Перед высокой палаткой пестрая птица кричит из клетки:
— Милости просим, господа!
— Ой! — восклицает мать, пораженная. — Ну как есть настоящий человек!
Отец смеется, довольный и радостный.
Перед дверями другой палатки расхаживает важный низкорослый человечек в синей одежде и фуражке. Он непрерывно кричит собравшейся толпе, словно соперничая с попугаем:
— Милости просим, господа! Паноптикум, господа! Наполеон на острове Святой Елены! Как живой! Александр Первый в Париже! Битва при Седане! Восстание на острове Куба! Единственный случай, господа!
Отец минуту подумал. Нет, после. Тут есть более интересные вещи. Перед другой палаткой стоящие на приступке молодые люди целятся из ружей и стреляют.
— Тир, — говорит отец, и мы медленно пробираемся вперед.
Противоположная стена разукрашена фигурами животных, людей, домов, и на каждой фигуре белая точка, в которую стрелок должен попасть. Тогда происходит чудо, которое заставляет меня вскрикивать от восторга. Как только пуля попадает в белую точку, крылья ветряной мельницы начинают вертеться, двери домика распахиваются, и оттуда выбегают куры и цыплята, заяц ударяется в бег, за ним появляется охотник с ружьем в руке, пароход начинает пыхтеть и двигаться, неподвижные человеческие фигуры на поляне — женщины и мужчины — начинают танцевать… Но попасть в белую точку трудно.
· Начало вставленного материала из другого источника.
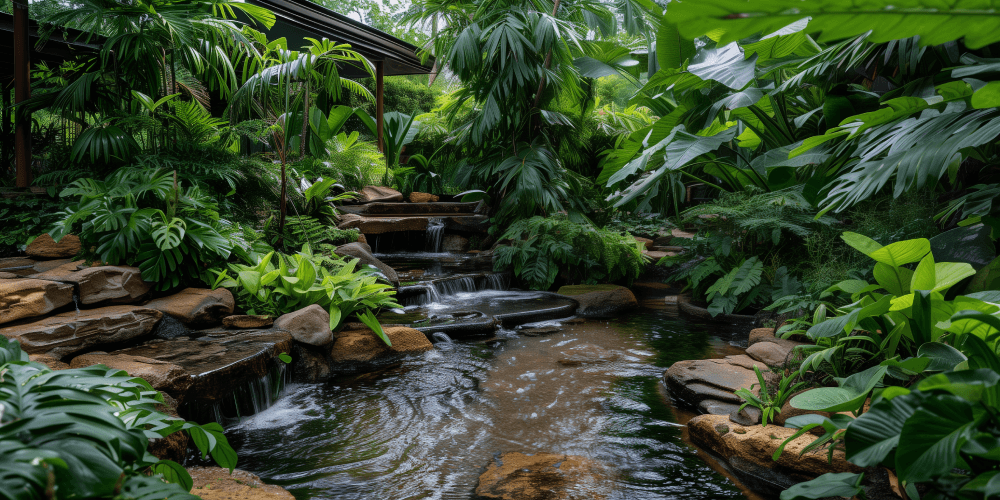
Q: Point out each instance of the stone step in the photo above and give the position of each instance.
(436, 208)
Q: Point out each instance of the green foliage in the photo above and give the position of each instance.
(84, 433)
(147, 218)
(542, 248)
(304, 279)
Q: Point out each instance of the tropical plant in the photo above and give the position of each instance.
(542, 248)
(84, 433)
(147, 218)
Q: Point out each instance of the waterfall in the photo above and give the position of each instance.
(435, 233)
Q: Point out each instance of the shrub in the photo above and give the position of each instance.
(543, 247)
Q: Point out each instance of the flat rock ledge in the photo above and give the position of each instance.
(544, 476)
(216, 483)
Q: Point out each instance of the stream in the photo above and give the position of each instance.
(427, 427)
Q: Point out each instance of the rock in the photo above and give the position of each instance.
(71, 332)
(309, 325)
(544, 476)
(756, 444)
(598, 301)
(44, 247)
(416, 197)
(695, 380)
(49, 361)
(161, 375)
(364, 253)
(379, 194)
(360, 349)
(454, 243)
(216, 483)
(242, 321)
(27, 298)
(197, 307)
(118, 284)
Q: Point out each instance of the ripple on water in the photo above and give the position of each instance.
(426, 428)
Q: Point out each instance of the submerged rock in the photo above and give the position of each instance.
(309, 325)
(44, 247)
(27, 298)
(216, 483)
(197, 307)
(544, 476)
(71, 332)
(598, 301)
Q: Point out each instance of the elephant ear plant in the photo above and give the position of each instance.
(84, 433)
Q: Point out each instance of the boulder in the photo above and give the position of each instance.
(242, 321)
(454, 243)
(44, 247)
(379, 194)
(216, 483)
(364, 253)
(360, 349)
(544, 476)
(64, 334)
(27, 298)
(599, 301)
(755, 444)
(309, 325)
(163, 376)
(197, 307)
(117, 284)
(416, 197)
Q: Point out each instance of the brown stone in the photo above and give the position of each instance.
(598, 301)
(379, 194)
(416, 197)
(544, 476)
(756, 444)
(67, 333)
(161, 375)
(197, 307)
(242, 321)
(28, 298)
(363, 346)
(44, 247)
(216, 483)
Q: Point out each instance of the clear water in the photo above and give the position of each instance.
(426, 428)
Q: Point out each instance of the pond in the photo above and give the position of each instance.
(426, 428)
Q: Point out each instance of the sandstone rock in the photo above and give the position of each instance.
(215, 483)
(364, 253)
(309, 325)
(67, 333)
(598, 301)
(359, 348)
(544, 476)
(454, 243)
(27, 298)
(49, 361)
(118, 284)
(197, 307)
(379, 194)
(161, 375)
(44, 247)
(242, 321)
(416, 197)
(756, 444)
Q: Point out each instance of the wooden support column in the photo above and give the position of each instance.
(380, 105)
(22, 90)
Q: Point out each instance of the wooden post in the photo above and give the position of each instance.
(22, 90)
(380, 105)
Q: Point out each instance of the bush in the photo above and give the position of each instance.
(543, 248)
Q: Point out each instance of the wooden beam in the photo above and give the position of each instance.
(380, 104)
(22, 91)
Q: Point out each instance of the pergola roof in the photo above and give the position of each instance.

Многие стреляют один, два, три раза и, заплатив, отходят. Кое-кто случайно попадает. Тогда ему выдается выигрыш, лежащий под фигурой: будильник, плитка шоколада "Милка", табакерка, кинжал, простой кожаный кошелек.
Высокий мужчина проталкивается мимо нас и встает перед прилавком. На нем синие домотканые бумажные шаровары, суконный пиджак, темя обрито, чалма сдвинута на затылок. Он прицеливается и с первого выстрела получает табакерку. Второй выстрел тоже удачный. Третий тоже. Парень, который заряжает ружья, смотрит на него, испуганно вытаращив глаза. Добыча четвертого и пятого выстрела — красивый ножик с перламутровой ручкой и большой пакет табаку. Стрелок складывает эти драгоценные трофеи за свой широкий красный пояс и на поздравления толпы добродушно улыбается широким, полным крупных зубов ртом.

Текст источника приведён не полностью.